Then I found CensusMate, a handy census utility by John L. Haynes that stacks data in a grid for easier analysis. Instead of the typical individual census extracts, Mr. Haynes proposes a timeline arrangement for data from pre-1850 censuses. Males are placed on one line, with females listed below using the same age brackets. This allows the researcher to follow a given individual from decade to decade and to see patterns within family groups.
I applied Mr. Haynes principles to my study of Henry Winsor using the family of Henry’s guardian as my subject. Would Henry fit into this family grouping?
The example shows that in 1820 (before Henry was born) the Dyer family included 2 boys and 1 girl 0-9, 2 boys and 2 girls 19-15, 2 boys and 1 girl 16-25, 1 male over 45, and 1 female 26-44.

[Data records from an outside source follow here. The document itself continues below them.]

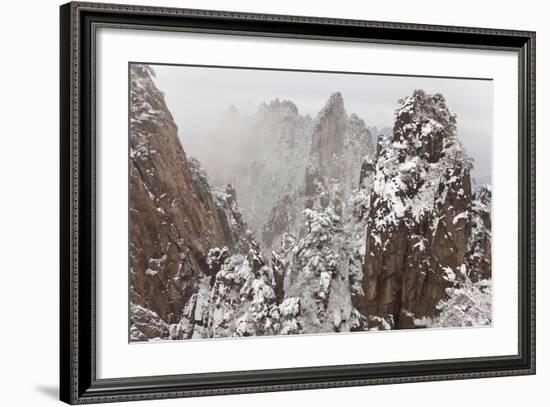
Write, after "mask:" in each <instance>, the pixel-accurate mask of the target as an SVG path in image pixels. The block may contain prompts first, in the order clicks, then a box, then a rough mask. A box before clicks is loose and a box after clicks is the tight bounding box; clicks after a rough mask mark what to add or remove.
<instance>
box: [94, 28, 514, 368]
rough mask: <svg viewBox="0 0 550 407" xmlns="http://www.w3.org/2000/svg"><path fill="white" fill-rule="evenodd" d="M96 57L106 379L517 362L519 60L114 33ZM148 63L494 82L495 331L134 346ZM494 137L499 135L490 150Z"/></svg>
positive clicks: (98, 192)
mask: <svg viewBox="0 0 550 407" xmlns="http://www.w3.org/2000/svg"><path fill="white" fill-rule="evenodd" d="M327 55H330V59H329V60H327V57H326V56H327ZM97 58H98V59H97V71H96V72H97V79H98V88H97V96H96V98H97V105H98V107H97V123H98V125H97V146H98V147H97V157H98V162H97V214H98V219H97V242H98V245H97V280H96V281H97V293H98V296H97V300H98V308H97V315H96V320H97V323H98V335H97V338H98V341H97V350H98V360H97V363H98V368H97V375H98V378H113V377H126V376H148V375H163V374H181V373H203V372H212V371H231V370H251V369H275V368H285V367H303V366H326V365H348V364H354V363H355V364H357V363H376V362H389V361H409V360H425V359H433V358H435V359H444V358H460V357H475V356H500V355H512V354H516V353H517V349H518V348H517V302H516V301H514V300H515V298H517V271H516V269H515V267H510V265H514V264H517V242H516V236H517V216H514V215H517V200H516V199H510V196H509V195H508V194H507V191H508V190H511V191H516V190H517V182H516V181H517V127H518V125H517V88H518V82H517V66H518V60H517V56H516V54H515V53H511V52H495V51H494V52H487V51H483V52H482V51H479V50H463V49H460V50H453V49H443V48H433V47H404V46H388V45H380V44H345V43H337V42H333V41H307V40H301V41H299V40H288V39H275V38H273V39H266V38H252V39H251V38H250V37H248V38H243V37H242V36H205V35H203V34H201V35H197V34H188V33H183V34H182V33H151V32H140V33H136V32H135V31H134V30H116V29H107V28H105V29H100V31H99V34H98V47H97ZM144 59H147V60H149V61H155V62H164V63H181V62H186V63H199V62H200V63H203V64H209V65H228V66H232V65H233V66H234V65H241V66H256V67H277V68H294V69H296V68H299V69H317V70H330V71H348V72H350V71H351V72H364V71H370V72H378V73H392V74H417V75H422V74H430V75H437V76H451V77H458V76H461V75H462V76H467V77H478V78H492V79H493V84H492V85H493V92H494V103H493V105H494V116H495V117H496V118H498V120H496V121H495V123H494V133H495V134H498V142H497V143H496V144H495V146H494V147H495V148H494V158H495V159H494V179H493V184H492V186H493V190H494V192H495V193H494V195H493V202H492V207H493V214H492V224H493V236H494V238H493V242H492V243H493V244H492V249H493V258H494V260H493V283H494V284H493V293H494V294H493V310H494V314H493V326H492V327H490V328H478V329H437V330H415V331H412V332H411V331H403V330H399V331H391V332H378V333H373V332H368V333H367V332H362V333H346V334H339V335H334V334H333V335H317V336H309V335H300V336H290V337H285V336H279V337H272V338H252V339H231V340H210V341H185V342H175V341H172V342H168V343H166V342H165V343H148V344H135V343H133V344H128V342H127V323H128V313H127V312H128V308H127V307H128V297H127V296H126V295H125V294H126V293H127V292H128V222H127V221H128V206H127V202H128V195H127V191H128V167H127V161H126V160H125V159H124V158H125V157H126V156H127V154H128V140H127V137H126V135H127V131H128V117H127V114H128V113H127V112H128V106H127V103H128V89H127V78H128V61H143V60H144ZM402 61H407V64H402V63H401V62H402ZM162 90H164V91H167V90H168V89H162ZM338 90H340V89H338ZM198 106H202V105H200V104H199V105H198ZM450 106H451V108H452V105H450ZM168 108H169V109H170V104H168ZM489 115H490V117H491V119H490V121H492V115H491V114H490V113H489ZM458 122H459V123H460V117H459V119H458ZM176 124H177V125H178V126H183V125H184V123H176ZM179 128H181V127H179ZM459 137H460V131H459ZM490 137H491V134H488V135H487V139H486V141H487V142H488V140H490ZM184 148H185V146H184ZM403 344H406V346H403ZM266 348H267V349H270V352H266V351H265V349H266ZM328 349H333V350H335V351H327V350H328ZM255 355H261V356H259V357H258V356H255Z"/></svg>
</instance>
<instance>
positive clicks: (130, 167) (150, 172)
mask: <svg viewBox="0 0 550 407" xmlns="http://www.w3.org/2000/svg"><path fill="white" fill-rule="evenodd" d="M153 75H154V73H153V71H152V70H151V69H150V68H149V67H147V66H145V65H132V66H131V71H130V97H131V112H130V278H131V281H130V283H131V289H130V292H131V297H130V301H131V315H130V319H131V324H132V329H131V339H133V340H143V339H150V338H154V337H161V338H162V337H167V336H168V335H169V332H168V326H169V325H170V324H172V323H176V322H178V321H179V320H180V318H181V316H182V310H183V309H184V307H185V305H186V304H187V303H188V302H189V300H190V299H191V297H192V296H193V295H194V294H195V293H196V291H197V285H198V282H199V281H200V280H201V278H203V276H204V275H208V274H209V272H210V271H209V266H208V264H207V256H208V251H209V249H210V248H211V247H215V246H222V247H223V246H227V247H229V248H231V249H239V244H241V242H240V240H241V236H239V235H240V234H242V233H243V231H244V229H245V228H246V227H245V226H244V225H243V222H242V220H241V219H240V218H238V216H236V215H235V212H238V211H237V210H233V211H232V205H234V201H235V200H234V199H233V198H231V192H230V193H229V194H227V195H228V197H227V198H226V197H224V199H223V200H224V202H223V203H220V201H221V200H222V199H221V198H220V196H221V194H220V193H218V194H217V195H216V199H215V198H214V197H213V194H212V191H211V188H210V186H209V184H208V180H207V177H206V174H205V173H204V171H203V170H202V169H201V168H200V164H199V163H198V161H197V160H195V159H193V158H188V157H187V156H186V154H185V151H184V150H183V148H182V146H181V143H180V140H179V138H178V134H177V127H176V124H175V123H174V120H173V118H172V116H171V114H170V112H169V110H168V108H167V106H166V103H165V101H164V96H163V94H162V93H161V92H160V91H159V90H158V89H157V88H156V86H155V84H154V83H153V80H152V76H153ZM233 209H235V208H233ZM230 216H233V217H234V218H235V217H237V219H229V218H230ZM229 225H233V226H232V227H230V226H229ZM151 327H154V328H151Z"/></svg>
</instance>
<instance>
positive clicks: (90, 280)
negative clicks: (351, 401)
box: [60, 3, 535, 404]
mask: <svg viewBox="0 0 550 407" xmlns="http://www.w3.org/2000/svg"><path fill="white" fill-rule="evenodd" d="M60 12H61V14H60V19H61V42H60V47H61V52H60V53H61V96H60V99H61V137H60V143H61V174H60V177H61V276H60V284H61V286H60V287H61V310H60V312H61V391H60V394H61V400H63V401H65V402H67V403H70V404H79V403H99V402H110V401H125V400H141V399H161V398H174V397H192V396H203V395H220V394H231V393H245V392H265V391H280V390H294V389H314V388H327V387H337V386H357V385H370V384H388V383H403V382H413V381H430V380H450V379H464V378H476V377H492V376H503V375H525V374H534V373H535V33H534V32H523V31H522V32H518V31H512V30H494V29H483V28H469V27H449V26H427V25H416V24H403V23H391V22H373V21H358V20H341V19H327V18H315V17H297V16H282V15H260V14H245V13H233V12H221V11H209V10H189V9H167V8H156V7H141V6H128V5H112V4H94V3H69V4H66V5H63V6H61V10H60Z"/></svg>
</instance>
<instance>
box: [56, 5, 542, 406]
mask: <svg viewBox="0 0 550 407" xmlns="http://www.w3.org/2000/svg"><path fill="white" fill-rule="evenodd" d="M60 8H61V15H62V18H61V30H60V33H61V36H63V35H66V34H67V31H68V32H69V36H70V46H69V47H68V50H66V52H65V53H64V52H61V53H60V57H61V66H62V68H61V72H63V67H64V66H69V64H70V69H67V70H68V71H69V75H68V77H66V78H63V77H62V78H60V85H61V86H60V88H61V90H60V93H61V97H60V101H61V103H62V104H63V103H67V104H68V105H70V107H65V108H63V107H62V108H61V109H60V112H61V121H62V126H60V127H61V128H62V131H61V149H62V157H63V156H64V157H65V158H70V164H69V170H70V171H69V173H70V174H69V176H67V174H63V169H64V168H65V166H64V164H63V163H61V166H60V168H61V171H62V174H61V179H62V185H61V188H60V189H61V194H62V196H61V199H62V202H63V201H64V202H65V203H66V204H68V203H69V202H70V207H69V208H68V209H69V211H68V213H63V212H62V213H61V216H60V220H61V227H62V228H63V227H64V226H65V228H66V227H70V228H69V229H70V231H69V232H68V233H67V234H66V235H65V237H66V240H67V241H66V242H65V241H63V238H64V234H63V231H62V234H61V238H62V242H61V248H62V249H63V247H64V244H65V245H67V244H68V245H69V250H70V251H69V252H68V253H61V256H60V257H61V279H63V278H65V279H68V278H70V280H69V284H68V287H67V286H64V285H63V283H61V295H62V296H64V298H63V299H64V300H65V301H62V302H61V304H60V306H61V307H63V306H66V305H69V310H70V311H69V312H70V318H64V315H63V313H62V315H61V331H62V332H63V329H64V328H65V329H66V330H68V331H69V333H70V340H69V345H70V348H69V349H67V347H66V346H64V344H63V342H62V343H61V351H60V355H61V368H60V375H61V389H60V397H61V400H62V401H65V402H67V403H70V404H88V403H98V402H116V401H131V400H151V399H166V398H175V397H198V396H208V395H222V394H238V393H253V392H268V391H284V390H305V389H320V388H333V387H343V386H361V385H373V384H393V383H407V382H421V381H439V380H456V379H470V378H481V377H500V376H516V375H524V374H534V373H535V363H536V357H535V334H536V326H535V306H536V303H535V268H536V263H535V241H536V235H535V234H536V228H535V226H536V225H535V215H536V213H535V198H536V193H535V132H536V127H535V103H536V95H535V91H536V84H535V37H536V36H535V33H534V32H532V31H517V30H498V29H480V28H475V27H458V26H434V25H425V24H409V23H398V22H377V21H361V20H348V19H333V18H325V17H301V16H290V15H271V14H254V13H240V12H229V11H211V10H195V9H178V8H163V7H149V6H132V5H118V4H107V3H86V2H71V3H67V4H65V5H62V6H61V7H60ZM64 10H65V11H64ZM67 10H70V12H69V13H68V14H69V15H68V18H67V15H65V17H66V18H65V19H64V18H63V14H64V13H67ZM86 10H89V11H111V12H131V13H144V14H149V13H152V12H155V13H160V14H163V15H176V16H177V15H180V16H195V17H219V18H231V19H243V20H257V21H260V20H270V21H281V22H297V23H319V24H333V25H354V26H365V27H376V28H392V29H411V30H430V31H433V32H434V33H435V32H437V31H440V32H449V33H469V34H487V35H497V36H498V35H509V36H515V37H522V38H526V45H527V48H528V52H529V53H528V57H527V58H526V63H528V64H529V72H526V78H525V79H526V80H528V81H529V84H530V86H528V87H526V88H527V89H526V91H528V92H529V100H528V101H526V102H527V103H528V105H529V112H530V116H529V117H528V118H527V119H528V120H529V129H530V151H529V156H528V157H526V158H528V159H529V160H530V168H529V171H530V177H529V179H530V183H529V189H530V197H529V198H530V210H529V215H530V218H531V219H530V220H531V222H530V224H529V225H528V226H529V227H530V238H529V240H530V241H529V243H530V252H529V256H530V257H529V262H530V266H531V267H530V282H531V284H530V285H531V287H530V299H529V301H530V305H531V313H530V317H531V318H530V319H531V320H530V321H529V322H530V330H529V333H530V338H529V340H530V344H531V352H530V355H528V360H529V362H530V366H529V367H528V368H527V369H515V370H496V371H485V372H474V373H450V374H441V375H437V374H430V375H419V376H408V377H390V378H377V379H358V380H327V381H323V382H316V383H293V384H282V385H277V384H274V385H260V386H247V387H235V388H214V389H206V390H198V389H197V390H182V391H160V392H159V391H147V392H143V393H141V392H140V393H139V394H138V393H134V394H111V395H107V394H105V395H98V394H97V393H95V394H94V392H93V389H88V390H91V391H89V392H88V391H86V390H84V391H82V393H80V391H79V375H82V374H88V372H84V371H79V359H80V358H81V357H82V356H81V354H80V349H79V336H78V323H79V308H80V304H79V295H78V286H79V264H78V262H79V248H80V245H79V234H80V233H81V231H80V230H79V209H80V204H79V187H80V172H79V169H80V168H79V167H80V164H81V161H80V154H81V152H80V148H79V144H80V133H79V131H80V129H79V121H80V106H79V97H80V94H81V89H80V86H79V85H80V77H79V75H80V49H79V45H80V35H79V32H80V22H81V11H86ZM61 41H63V40H62V39H61ZM62 48H63V46H62ZM64 112H65V114H64ZM66 122H68V126H69V127H68V130H69V131H68V133H65V132H64V131H63V125H64V124H65V123H66ZM67 181H69V182H67ZM64 191H65V192H66V193H67V194H66V195H65V194H64ZM67 206H68V205H67ZM61 209H62V210H63V203H62V208H61ZM65 222H66V224H65ZM63 230H65V229H63ZM64 260H65V261H66V262H67V263H66V267H64ZM69 276H70V277H69ZM69 299H70V303H69V304H67V303H66V302H67V301H69ZM62 341H63V339H62ZM92 387H93V386H92Z"/></svg>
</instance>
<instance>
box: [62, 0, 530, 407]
mask: <svg viewBox="0 0 550 407" xmlns="http://www.w3.org/2000/svg"><path fill="white" fill-rule="evenodd" d="M60 22H61V29H60V121H61V124H60V129H61V131H60V133H61V134H60V154H61V163H60V191H61V192H60V202H61V204H60V218H61V223H60V234H61V236H60V295H61V300H60V338H61V340H60V398H61V400H62V401H64V402H67V403H70V404H83V403H99V402H112V401H125V400H142V399H162V398H175V397H190V396H206V395H220V394H233V393H251V392H266V391H280V390H298V389H317V388H329V387H340V386H358V385H371V384H388V383H404V382H418V381H430V380H450V379H470V378H478V377H494V376H509V375H528V374H534V373H535V33H534V32H527V31H511V30H500V29H498V30H497V29H482V28H470V27H451V26H435V25H418V24H404V23H392V22H375V21H356V20H341V19H331V18H314V17H298V16H284V15H264V14H247V13H233V12H225V11H206V10H189V9H173V8H157V7H143V6H130V5H114V4H96V3H81V2H72V3H68V4H65V5H62V6H61V8H60ZM102 26H103V27H104V26H116V27H124V28H127V29H132V30H176V31H178V30H180V31H188V32H189V31H191V32H206V33H221V34H238V35H253V36H268V37H269V36H276V37H287V38H302V39H324V40H333V41H360V42H375V43H387V44H406V45H418V46H425V45H429V46H442V47H457V48H475V49H485V50H512V51H515V52H517V54H518V56H519V58H518V59H519V106H518V111H519V129H518V134H519V138H518V145H519V157H518V158H519V166H518V180H519V191H518V192H519V193H518V197H519V198H518V199H519V225H518V231H519V233H518V248H519V263H518V273H519V287H518V298H519V301H518V304H519V327H518V328H519V330H518V332H519V349H518V353H517V354H515V355H508V356H501V357H476V358H466V359H445V360H437V361H414V362H391V363H377V364H368V365H348V366H324V367H304V368H288V369H276V370H257V371H240V372H230V373H216V372H212V373H204V374H189V375H177V376H147V377H132V378H113V379H98V378H97V377H96V343H95V329H96V320H95V299H96V288H95V216H96V213H95V195H94V194H95V161H96V156H95V134H94V132H95V116H94V115H95V110H96V106H95V95H94V92H95V65H94V64H95V55H94V52H95V43H94V36H95V30H96V28H97V27H102ZM121 136H122V137H124V136H125V135H121Z"/></svg>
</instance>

In 1830, when Henry was 9 years old, but one year before Edward Dyer was appointed his guardian, the Dyer family could account for the children in the 1820 census PLUS 2 boys and 1 girl 10-19, and 1 girl 5-9, as well as older adult children.
In 1840, the same pattern appears. The Dyer family suddenly includes 1 boy 10-14 and 2 boys 15-19. These children do not appear in the corresponding age brackets for the 1830 census.
My ancestor, Henry M. was 9 years old in 1830 and does not appear in Edward Dyer’s household. Perhaps he was living with a relative or neighbor until the court order of 1831 appointed Dyer as Henry’s legal guardian. In 1840, Henry could have been one of the two 15-19 year olds listed in Dyer’s household. Where did the other boys come from?
I wonder if Edward Dyer had the social and financial standing to act as a guardian or foster parents for other children. In 1820 the Dyers had 3 children age 0-9; in 1830 these 3 children should have fallen into the 10-19 age bracket; however, this age group shows a total of 6 children. Again, in 1830 the Dyers had 1 child under 9; in 1840 they had 4 children 10-19. It looks like the Dyers were taking in the children of relatives or others in the community.
John Haynes CensusMate forms makes such relationships much more clear. Additional forms assist the researcher in determining birth or death years by using the stacked census data and the linear timeline.
By using CensusMate, I discovered a new avenue of research: the Edward Dyer family. A brief Google search shows numerous hits; the Dyers seem to be a well-established Vermont family. Perhaps further research will lead to information about their children and household, and maybe even my elusive ancestor, Henry M. Winsor. Thank you, Mr. Haynes. CensusMate is a GEM!